MIDNIGHT MYSTERY. 1930. Betty Compson, Lowell Sherman, Raymond Hatton, Hugh Trevor, June Clyde. Director: George B. Seitz.

BETTY COMPSON

   It was a dark and stormy night … on a rock-bound island off the coast of Cuba. [FOOTNOTE] A mansion, full of guests, laughter and merriment, and suddenly … a shot rings out.

   A rush to the wall at the edge of the cliff … and a body is seen being washed out to sea. A confession … despair … hatred … and (would you believe?) murder.

   The fiancee of the accused man, with whom she has been quarreling, is also a writer of mystery novels (“dime novels,” he sneers), and in this movie she proves her worth as a detective. While we (the viewer) know who the killer is, it is nice, on occasion, one such as this, to be able to follow the deductions along with the sleuth of the story.

   And a stagey sort of story it is (not surprisingly, being adapted directly from a play, one called Hawk Island), with the acting ranging from barely adequate to abysmal. By today’s standards, I hasten to add.

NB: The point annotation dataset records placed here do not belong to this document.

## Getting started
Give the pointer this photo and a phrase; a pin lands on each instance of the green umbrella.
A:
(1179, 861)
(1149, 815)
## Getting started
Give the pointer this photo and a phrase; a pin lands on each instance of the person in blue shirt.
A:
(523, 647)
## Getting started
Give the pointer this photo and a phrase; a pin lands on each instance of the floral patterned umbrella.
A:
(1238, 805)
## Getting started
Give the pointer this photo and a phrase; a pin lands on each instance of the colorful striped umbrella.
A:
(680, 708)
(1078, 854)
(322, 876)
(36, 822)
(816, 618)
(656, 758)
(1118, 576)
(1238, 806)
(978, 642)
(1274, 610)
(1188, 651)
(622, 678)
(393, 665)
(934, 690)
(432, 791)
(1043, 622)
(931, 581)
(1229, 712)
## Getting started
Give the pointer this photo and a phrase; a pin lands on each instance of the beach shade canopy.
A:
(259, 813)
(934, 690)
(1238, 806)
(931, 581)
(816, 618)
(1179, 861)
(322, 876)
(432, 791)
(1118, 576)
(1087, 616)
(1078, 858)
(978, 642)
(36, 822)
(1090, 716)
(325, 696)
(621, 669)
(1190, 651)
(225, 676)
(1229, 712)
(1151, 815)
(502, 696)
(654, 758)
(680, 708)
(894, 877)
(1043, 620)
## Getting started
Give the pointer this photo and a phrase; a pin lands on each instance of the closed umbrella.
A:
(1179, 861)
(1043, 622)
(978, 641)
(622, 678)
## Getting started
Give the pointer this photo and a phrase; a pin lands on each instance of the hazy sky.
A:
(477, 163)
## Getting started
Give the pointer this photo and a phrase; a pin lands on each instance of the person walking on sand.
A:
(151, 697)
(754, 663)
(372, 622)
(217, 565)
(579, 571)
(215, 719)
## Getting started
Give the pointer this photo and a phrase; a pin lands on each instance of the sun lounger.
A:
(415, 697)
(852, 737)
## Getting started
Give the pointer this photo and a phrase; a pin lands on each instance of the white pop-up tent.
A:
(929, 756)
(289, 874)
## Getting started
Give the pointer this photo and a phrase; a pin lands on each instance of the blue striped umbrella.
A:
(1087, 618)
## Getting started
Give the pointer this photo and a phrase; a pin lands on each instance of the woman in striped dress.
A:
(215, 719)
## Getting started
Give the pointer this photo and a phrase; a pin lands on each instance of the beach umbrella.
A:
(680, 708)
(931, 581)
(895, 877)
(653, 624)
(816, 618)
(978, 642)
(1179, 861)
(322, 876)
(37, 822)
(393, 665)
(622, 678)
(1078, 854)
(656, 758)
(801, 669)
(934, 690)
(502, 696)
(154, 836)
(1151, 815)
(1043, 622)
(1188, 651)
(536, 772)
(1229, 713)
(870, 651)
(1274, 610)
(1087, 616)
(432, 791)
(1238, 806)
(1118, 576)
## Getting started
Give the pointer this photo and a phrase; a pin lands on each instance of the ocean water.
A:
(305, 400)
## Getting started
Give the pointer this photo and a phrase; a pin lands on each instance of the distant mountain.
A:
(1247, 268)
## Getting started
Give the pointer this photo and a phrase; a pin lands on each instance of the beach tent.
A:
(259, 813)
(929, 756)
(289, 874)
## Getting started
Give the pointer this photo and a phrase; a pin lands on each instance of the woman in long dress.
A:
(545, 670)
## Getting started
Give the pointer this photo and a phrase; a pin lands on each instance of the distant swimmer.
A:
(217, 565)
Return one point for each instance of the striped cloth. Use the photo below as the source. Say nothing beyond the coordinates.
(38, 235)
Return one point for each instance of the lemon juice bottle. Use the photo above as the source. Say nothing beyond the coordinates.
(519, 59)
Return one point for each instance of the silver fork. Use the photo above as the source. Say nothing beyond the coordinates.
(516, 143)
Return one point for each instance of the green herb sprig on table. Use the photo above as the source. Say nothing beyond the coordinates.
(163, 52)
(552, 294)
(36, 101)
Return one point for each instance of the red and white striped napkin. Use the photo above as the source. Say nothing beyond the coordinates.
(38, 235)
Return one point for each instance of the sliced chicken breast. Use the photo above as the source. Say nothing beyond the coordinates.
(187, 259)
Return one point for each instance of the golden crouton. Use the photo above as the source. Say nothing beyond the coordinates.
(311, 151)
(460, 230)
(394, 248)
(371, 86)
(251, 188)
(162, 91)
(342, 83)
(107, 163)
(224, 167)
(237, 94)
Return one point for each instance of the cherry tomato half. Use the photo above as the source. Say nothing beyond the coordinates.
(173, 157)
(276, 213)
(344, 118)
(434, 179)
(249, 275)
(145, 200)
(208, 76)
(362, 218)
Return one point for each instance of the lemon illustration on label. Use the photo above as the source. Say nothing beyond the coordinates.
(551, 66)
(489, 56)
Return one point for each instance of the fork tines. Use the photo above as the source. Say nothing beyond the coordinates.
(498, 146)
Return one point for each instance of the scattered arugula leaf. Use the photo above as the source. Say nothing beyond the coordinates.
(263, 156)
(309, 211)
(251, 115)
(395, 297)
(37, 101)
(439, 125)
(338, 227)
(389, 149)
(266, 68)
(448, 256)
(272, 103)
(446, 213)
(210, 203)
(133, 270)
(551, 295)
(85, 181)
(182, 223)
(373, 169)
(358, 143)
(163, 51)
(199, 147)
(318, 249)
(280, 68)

   The only player I recognized was Raymond Hatton, but after seeing him as a cowboy sidekick in countless other movies of a type other than this, I’m not sure I would have recognized him, what with suit jacket, vest and tie, if his name hadn’t appeared early on in the credits.

[FOOTNOTE]   There is some confusion about this, as this week’s TV Guide says it was off the coast of Maine, which seems more likely, but I checked the beginning of the movie again, and no, it says Cuba, right there in the opening scene.

— Reprinted from Mystery*File #35, November 1993, very slightly revised.


[UPDATE] 10-26-10.   I should still have the video tape I made of this movie, and I certainly hope so, since I’ve not been able to find one on DVD. Presumably I taped it from either TCM or American Movie Classics, so there is no doubt that it does still exist somewhere.

    Betty Compson, pictured above, made a lot of silent films, and I mean a lot, but she survived the switch to talkies and was still making movies through the late 1940s, albeit of the “B” variety, a la Hard Boiled Mahoney (1947), which I watched a month or so ago during an all-day Bowery Boys marathon.